国立民族学博物館(みんぱく)は、博物館をもった文化人類学・民族学の研究所です。

旅・いろいろ地球人

音の響き

(5)どんきゃんきゃん  2013年7月25日刊行
笹原亮二(国立民族学博物館教授)

福岡県柳川市の今古賀風流の打ち手(手前)=筆者撮影

福岡県柳川市内各地の秋祭りでは、今古賀風流(いまこがふうりゅう)など、風流と呼ばれる芸能が行われる。風流では、飾りを付けた大太鼓を、赤熊風の飾りの付いたかぶりものと色とりどりのたすきを掛けた打ち手が、謡(うたい)と鉦(かね)に合わせて踊りながら打つ。これらは古代以降、怨霊(おんりょう)や疫神の鎮送を目的に行われてきた風流(ふりゅう)系の芸能の流れをくむが、地元では「どんきゃんきゃん」と呼ばれている。「どん」は太鼓、「きゃん」は鉦の音を表している。

芸能が発する音に因(ちな)んだ名前で呼ばれる芸能は少なくない。長崎県平戸市の念仏踊りのジャンガラは囃子(はやし)の鉦と太鼓の音、兵庫県宍粟(しそう)市のチャンチャコ踊りは歌うたいが奏する鉦の音に因む。千葉県野田市のパッパカ獅子舞のパッパカは獅子役が打つ太鼓の音に由来する。
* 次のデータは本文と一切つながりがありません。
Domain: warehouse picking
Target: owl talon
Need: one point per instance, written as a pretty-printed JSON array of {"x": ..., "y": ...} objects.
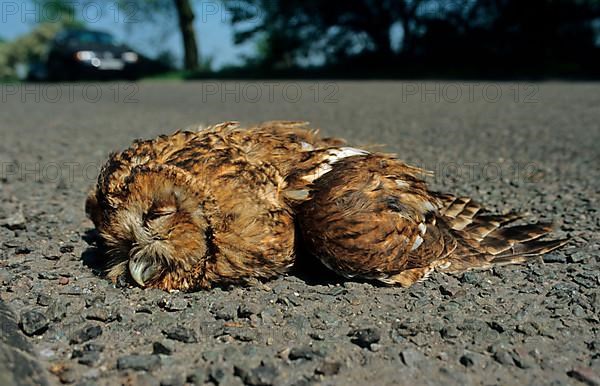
[{"x": 141, "y": 271}]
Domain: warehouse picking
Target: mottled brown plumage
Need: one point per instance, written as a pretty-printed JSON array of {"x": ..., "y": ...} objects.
[
  {"x": 221, "y": 205},
  {"x": 372, "y": 217},
  {"x": 196, "y": 209}
]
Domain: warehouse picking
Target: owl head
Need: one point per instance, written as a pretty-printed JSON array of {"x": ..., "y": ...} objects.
[{"x": 156, "y": 228}]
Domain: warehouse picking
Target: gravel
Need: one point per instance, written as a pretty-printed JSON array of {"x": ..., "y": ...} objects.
[{"x": 533, "y": 150}]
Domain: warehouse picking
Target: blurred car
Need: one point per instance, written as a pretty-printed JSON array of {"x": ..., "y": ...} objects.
[{"x": 82, "y": 53}]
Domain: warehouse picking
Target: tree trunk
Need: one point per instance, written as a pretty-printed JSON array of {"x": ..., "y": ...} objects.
[{"x": 188, "y": 34}]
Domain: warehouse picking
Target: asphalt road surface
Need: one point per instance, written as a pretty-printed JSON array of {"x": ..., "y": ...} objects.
[{"x": 530, "y": 147}]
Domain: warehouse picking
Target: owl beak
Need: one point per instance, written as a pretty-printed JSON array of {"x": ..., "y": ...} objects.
[{"x": 141, "y": 270}]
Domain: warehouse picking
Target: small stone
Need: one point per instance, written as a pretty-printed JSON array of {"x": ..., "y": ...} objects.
[
  {"x": 101, "y": 314},
  {"x": 411, "y": 357},
  {"x": 51, "y": 253},
  {"x": 164, "y": 347},
  {"x": 305, "y": 352},
  {"x": 246, "y": 310},
  {"x": 467, "y": 360},
  {"x": 365, "y": 337},
  {"x": 225, "y": 312},
  {"x": 85, "y": 334},
  {"x": 21, "y": 250},
  {"x": 448, "y": 290},
  {"x": 522, "y": 359},
  {"x": 578, "y": 257},
  {"x": 181, "y": 334},
  {"x": 470, "y": 278},
  {"x": 44, "y": 300},
  {"x": 58, "y": 309},
  {"x": 585, "y": 375},
  {"x": 263, "y": 375},
  {"x": 48, "y": 275},
  {"x": 328, "y": 368},
  {"x": 449, "y": 332},
  {"x": 33, "y": 323},
  {"x": 496, "y": 326},
  {"x": 554, "y": 258},
  {"x": 89, "y": 358},
  {"x": 503, "y": 357},
  {"x": 218, "y": 373},
  {"x": 138, "y": 362},
  {"x": 173, "y": 380},
  {"x": 198, "y": 376},
  {"x": 96, "y": 299},
  {"x": 93, "y": 347},
  {"x": 16, "y": 221}
]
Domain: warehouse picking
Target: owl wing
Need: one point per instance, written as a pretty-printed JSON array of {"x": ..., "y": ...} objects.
[
  {"x": 371, "y": 216},
  {"x": 252, "y": 227},
  {"x": 110, "y": 188}
]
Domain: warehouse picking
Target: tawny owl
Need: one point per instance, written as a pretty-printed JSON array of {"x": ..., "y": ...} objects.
[
  {"x": 371, "y": 216},
  {"x": 196, "y": 209}
]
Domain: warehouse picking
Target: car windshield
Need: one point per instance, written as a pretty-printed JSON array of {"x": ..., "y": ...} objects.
[{"x": 89, "y": 37}]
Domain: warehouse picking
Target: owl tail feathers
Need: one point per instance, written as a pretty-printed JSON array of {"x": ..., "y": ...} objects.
[{"x": 504, "y": 245}]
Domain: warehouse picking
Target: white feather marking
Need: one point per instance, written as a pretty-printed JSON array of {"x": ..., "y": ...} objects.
[
  {"x": 445, "y": 265},
  {"x": 401, "y": 184},
  {"x": 319, "y": 172},
  {"x": 427, "y": 206},
  {"x": 417, "y": 243},
  {"x": 425, "y": 276},
  {"x": 344, "y": 152}
]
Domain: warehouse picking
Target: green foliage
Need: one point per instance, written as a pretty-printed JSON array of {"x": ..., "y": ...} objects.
[
  {"x": 32, "y": 46},
  {"x": 465, "y": 32}
]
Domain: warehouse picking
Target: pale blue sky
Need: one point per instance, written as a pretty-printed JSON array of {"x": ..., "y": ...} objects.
[{"x": 214, "y": 33}]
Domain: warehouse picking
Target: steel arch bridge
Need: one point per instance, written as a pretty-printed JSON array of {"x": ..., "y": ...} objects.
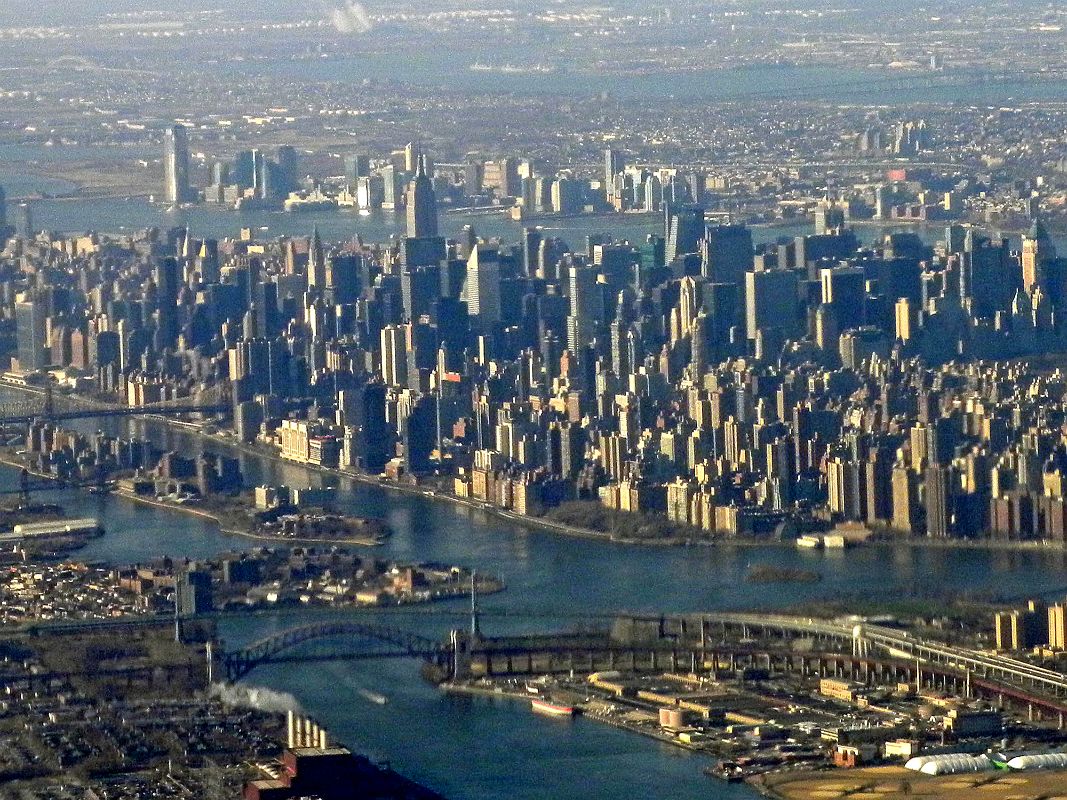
[
  {"x": 337, "y": 641},
  {"x": 54, "y": 408}
]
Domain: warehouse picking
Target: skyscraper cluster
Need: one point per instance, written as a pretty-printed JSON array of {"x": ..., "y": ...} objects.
[{"x": 728, "y": 387}]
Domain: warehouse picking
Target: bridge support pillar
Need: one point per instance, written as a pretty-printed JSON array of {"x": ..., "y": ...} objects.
[{"x": 461, "y": 655}]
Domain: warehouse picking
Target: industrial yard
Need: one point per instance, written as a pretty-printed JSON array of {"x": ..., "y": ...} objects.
[{"x": 874, "y": 783}]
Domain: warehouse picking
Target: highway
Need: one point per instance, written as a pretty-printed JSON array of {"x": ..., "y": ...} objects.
[{"x": 898, "y": 642}]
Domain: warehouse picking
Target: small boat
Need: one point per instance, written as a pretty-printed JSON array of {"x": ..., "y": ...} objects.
[
  {"x": 373, "y": 697},
  {"x": 540, "y": 705}
]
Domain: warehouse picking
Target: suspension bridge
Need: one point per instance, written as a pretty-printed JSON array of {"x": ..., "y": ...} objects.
[{"x": 51, "y": 406}]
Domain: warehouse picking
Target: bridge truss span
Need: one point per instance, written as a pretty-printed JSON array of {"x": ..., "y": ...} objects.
[{"x": 333, "y": 641}]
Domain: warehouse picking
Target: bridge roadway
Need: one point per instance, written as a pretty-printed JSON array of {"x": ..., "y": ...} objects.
[
  {"x": 902, "y": 643},
  {"x": 863, "y": 636}
]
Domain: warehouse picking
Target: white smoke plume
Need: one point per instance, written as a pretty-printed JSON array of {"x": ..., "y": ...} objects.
[
  {"x": 350, "y": 18},
  {"x": 255, "y": 697}
]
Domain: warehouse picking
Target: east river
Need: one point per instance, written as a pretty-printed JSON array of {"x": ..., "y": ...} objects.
[{"x": 476, "y": 748}]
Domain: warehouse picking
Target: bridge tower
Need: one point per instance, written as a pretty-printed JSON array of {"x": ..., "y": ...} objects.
[
  {"x": 460, "y": 643},
  {"x": 24, "y": 489},
  {"x": 49, "y": 409},
  {"x": 475, "y": 623}
]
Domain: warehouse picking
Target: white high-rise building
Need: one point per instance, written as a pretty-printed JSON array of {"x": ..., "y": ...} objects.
[
  {"x": 481, "y": 290},
  {"x": 176, "y": 165}
]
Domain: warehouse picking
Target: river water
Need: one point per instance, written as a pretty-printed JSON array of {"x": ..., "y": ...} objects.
[{"x": 483, "y": 748}]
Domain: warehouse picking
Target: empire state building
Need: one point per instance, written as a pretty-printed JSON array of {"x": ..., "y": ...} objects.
[{"x": 421, "y": 204}]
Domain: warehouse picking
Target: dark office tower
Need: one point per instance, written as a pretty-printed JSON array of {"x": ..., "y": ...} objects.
[
  {"x": 684, "y": 228},
  {"x": 356, "y": 166},
  {"x": 30, "y": 333},
  {"x": 531, "y": 249},
  {"x": 481, "y": 289},
  {"x": 420, "y": 434},
  {"x": 844, "y": 293},
  {"x": 421, "y": 204},
  {"x": 176, "y": 165},
  {"x": 723, "y": 305},
  {"x": 243, "y": 173},
  {"x": 938, "y": 488},
  {"x": 166, "y": 289},
  {"x": 771, "y": 301},
  {"x": 24, "y": 221},
  {"x": 728, "y": 254},
  {"x": 288, "y": 169},
  {"x": 454, "y": 325},
  {"x": 263, "y": 184},
  {"x": 343, "y": 277},
  {"x": 316, "y": 261},
  {"x": 192, "y": 592},
  {"x": 615, "y": 162},
  {"x": 420, "y": 287},
  {"x": 586, "y": 306},
  {"x": 809, "y": 251},
  {"x": 366, "y": 415},
  {"x": 265, "y": 306},
  {"x": 510, "y": 184}
]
こうした呼称は、人々がその芸能を上演の意味や役割や歴史よりも、現場に響く音を通じて理解してきたことを示している。柳田国男はかつて、人々の祭りに対する理解は音やにおいや色やかたちといった「すべて物質的な基礎の上に立っている」と述べたが、芸能についても同様である。人々は芸能を現場の具体的な事物を通じて感覚的に理解してきた。となると、分析的で論理的な学問はそれを十全に理解可能か、何とも悩ましい限りである。